The answer depends on the Endianness of the system.
a = 10 , and let &a = 1000
Byte 1003: 00001010 (Little Endian) or 00000000 (Big Endian)
Byte 1002: 00000000
Byte 1001: 00000000
Byte 1000: 00000000 (Little Endian) or 00001010 (Big Endian)
//Consider the assignment
unsigned char* p = (unsigned char*)&a; // p points to Byte 1000, so *p = 0 or *p = 10
p+=3; // p points to Byte 1003, so *p = 10 or *p = 0
//Now consider the for loop
for(i=0;i<sizeof(a);i++){ //as integer is 4 bytes, i = 4
int d=(*p)>>4; // Right Shift is division by power of 2.
//So d = (*p)/2^4 = 0 (doesn't matter if *p is 0 or 10)
// for all the 4 loops, 1st 4 bits will be arr[0]
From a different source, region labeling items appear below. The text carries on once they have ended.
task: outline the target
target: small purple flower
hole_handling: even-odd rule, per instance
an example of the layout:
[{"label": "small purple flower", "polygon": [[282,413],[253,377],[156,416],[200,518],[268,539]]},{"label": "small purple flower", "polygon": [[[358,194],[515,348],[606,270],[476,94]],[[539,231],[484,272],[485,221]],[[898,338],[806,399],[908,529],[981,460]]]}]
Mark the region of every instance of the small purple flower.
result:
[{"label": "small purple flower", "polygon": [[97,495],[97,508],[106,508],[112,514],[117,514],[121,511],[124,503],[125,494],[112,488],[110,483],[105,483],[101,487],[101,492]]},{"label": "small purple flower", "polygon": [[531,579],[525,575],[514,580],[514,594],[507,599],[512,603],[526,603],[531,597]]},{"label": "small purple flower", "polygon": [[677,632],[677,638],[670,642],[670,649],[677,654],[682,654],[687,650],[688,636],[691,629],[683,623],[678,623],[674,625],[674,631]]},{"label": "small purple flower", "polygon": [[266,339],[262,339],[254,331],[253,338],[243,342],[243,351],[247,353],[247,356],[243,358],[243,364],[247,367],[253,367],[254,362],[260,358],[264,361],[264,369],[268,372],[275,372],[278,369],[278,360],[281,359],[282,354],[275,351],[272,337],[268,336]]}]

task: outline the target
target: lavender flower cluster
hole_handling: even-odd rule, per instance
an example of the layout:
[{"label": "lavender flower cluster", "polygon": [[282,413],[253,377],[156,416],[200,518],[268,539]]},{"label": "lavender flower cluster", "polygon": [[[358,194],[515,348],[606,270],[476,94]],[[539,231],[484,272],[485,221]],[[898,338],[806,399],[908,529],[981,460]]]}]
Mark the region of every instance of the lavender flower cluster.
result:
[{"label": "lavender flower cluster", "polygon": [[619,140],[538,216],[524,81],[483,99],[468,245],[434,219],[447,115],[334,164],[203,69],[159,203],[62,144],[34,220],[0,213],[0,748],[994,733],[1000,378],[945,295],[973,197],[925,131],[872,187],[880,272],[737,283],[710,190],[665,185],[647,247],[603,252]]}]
printf("\n%s",arr[d]);//it will print arr[0] which is 0000.
d = (*p) & 0xf;
// bitwise AND of *p with all 1's --> either 10 is assigned to d or 0 is assigned to d.
printf("%s\n",arr[d]);
// so it will print arr[0] which is 0000, or it will print arr[10]. which is 1010.
p--;
/* it will decrement p by 1. So we go to Byte 1002. This will print arr[0] for both printf's.
The loop after that (Byte 1001) will also print arr[0] for both printf's.
*/
/*
If printf is 00001010 in Byte 1003, then printf will be 00000000 in Byte 0.
This leads to the output 00001010 00000000 00000000 00000000.
If printf is 00000000 in Byte 1003, then printf will be 00001010 in Byte 0.
This leads to the output 00000000 00000000 00000000 00001010.
*/
}
Hence the solution may be either option a (big-endian) or option b (little-endian).